“For, like, singing into?” Silas asked.
“No,” said Tesla. “For, like, spying with.”
Hiroko had questions about where the mini-microphone had come from. Even if the kids had answers, though, it was obvious Tesla wouldn’t share them.
“It’s just something we found,” she said. “You know how our uncle’s place is. Weird gizmos everywhere.”
A crash and a curse came from the back corner of the store.
“Uh-oh—sounds like Blaine needs you again,” Tesla said. “Thanks, Hiroko! See ya later!”
She spun on her heel and hustled from the store, the boys following right behind her.
“Do you think she was right about the microphone?” DeMarco asked when they were outside.
“Hiroko used to build robots for NASA,” Tesla said. “So, yeah, I think she knows what she’s talking about.”
“Why didn’t you tell her the truth about where you got it?”
“Because—”
“This isn’t her problem to solve,” Nick cut in. “Now let’s … oops.”
He plucked the mini-microphone from his sister’s hand, dropped it to the sidewalk, and stepped on it.
It crunched and crackled under Nick’s foot.
“Hey!” said Tesla.
“Wasn’t that evidence or something?” said DeMarco.
“Awww,” said Silas. “Why didn’t you let me stomp on it?”
Nick lifted his foot to make sure the little black square was now a bunch of little black bits.
“There was no reason to think that microphone wasn’t still working,” he said. “Whatever our next move is, we probably shouldn’t tell the spy.

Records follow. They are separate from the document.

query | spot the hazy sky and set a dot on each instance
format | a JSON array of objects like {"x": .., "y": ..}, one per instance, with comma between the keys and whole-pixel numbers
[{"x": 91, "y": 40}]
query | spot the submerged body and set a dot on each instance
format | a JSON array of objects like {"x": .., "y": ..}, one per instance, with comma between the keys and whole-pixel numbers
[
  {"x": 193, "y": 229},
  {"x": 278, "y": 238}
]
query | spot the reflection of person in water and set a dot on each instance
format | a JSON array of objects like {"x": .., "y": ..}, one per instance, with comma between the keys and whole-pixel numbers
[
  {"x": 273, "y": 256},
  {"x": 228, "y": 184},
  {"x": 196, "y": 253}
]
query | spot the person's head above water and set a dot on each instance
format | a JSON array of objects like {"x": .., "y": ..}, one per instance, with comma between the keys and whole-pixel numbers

Right?”
“Good point,” said Tesla. She gazed wistfully at the shattered plastic and pulverized electronics components at their feet. “I think we could’ve come up with a more subtle way to handle that, though.”
Nick shrugged, looking a bit chagrined. “I thought fast was more important than subtle. And hopefully we already have all the evidence we need anyway. Speaking of which …”
Tesla brightened.
“Right,” she said. “Let’s go see what our enemy looks like.”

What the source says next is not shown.